The first complete staging of Bizet’s The Pearl Fishers at the Metropolitan Opera was in 1916, with a starry cast that included Enrico Caruso, Giuseppe De Luca, and Frieda Hempel. In the 1920s De Luca went on to make a famous recording of “Au fond du temple saint” with the tenor Beniamino Gigli (a version memorably used as the emblem of male bonding in Peter Weir’s 1981 film Gallipoli). Since then, the duet has never been out of the recording repertoire.
But The Pearl Fishers is an opera that is much more than just that one part. There are exquisite arias, rousing choral numbers, inventive scoring for the orchestra, and as Woolcock’s production shows, a moral tale that addresses itself to our time.
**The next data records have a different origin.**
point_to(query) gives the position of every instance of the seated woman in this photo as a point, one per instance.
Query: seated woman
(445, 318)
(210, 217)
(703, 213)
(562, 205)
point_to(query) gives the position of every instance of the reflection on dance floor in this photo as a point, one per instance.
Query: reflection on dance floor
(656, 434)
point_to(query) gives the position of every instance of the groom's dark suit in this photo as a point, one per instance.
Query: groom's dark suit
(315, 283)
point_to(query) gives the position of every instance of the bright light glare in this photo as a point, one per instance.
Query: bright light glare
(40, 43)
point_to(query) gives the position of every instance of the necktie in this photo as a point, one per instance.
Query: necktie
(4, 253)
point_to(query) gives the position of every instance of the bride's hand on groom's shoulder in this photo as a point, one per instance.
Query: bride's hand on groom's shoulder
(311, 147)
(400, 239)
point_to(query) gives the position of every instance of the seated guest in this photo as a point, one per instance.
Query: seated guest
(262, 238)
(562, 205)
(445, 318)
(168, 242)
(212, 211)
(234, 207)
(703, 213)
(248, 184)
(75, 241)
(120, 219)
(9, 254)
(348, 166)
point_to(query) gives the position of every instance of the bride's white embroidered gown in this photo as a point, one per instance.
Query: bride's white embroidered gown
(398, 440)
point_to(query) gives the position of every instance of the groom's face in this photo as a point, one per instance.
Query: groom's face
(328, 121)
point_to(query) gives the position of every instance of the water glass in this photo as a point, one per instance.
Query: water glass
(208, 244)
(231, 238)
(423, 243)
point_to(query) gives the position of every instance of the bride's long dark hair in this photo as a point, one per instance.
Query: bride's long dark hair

Bizet was only 25 at the premiere of The Pearl Fishers, and it is easy to see why the themes in Cormon and Carré’s libretto might appeal to a young man. In the end, though, it is the music that makes this opera. Bizet’s melodies are accessible, but they are also profound and moving, as Woolcock explains: “When you’re working with it, it has all these tunes! And it drives you mad, because you hear sthem and they form these sort of earworms that go around and around in your head all day and all night. But that,” she concludes, “is the sign of great writing.”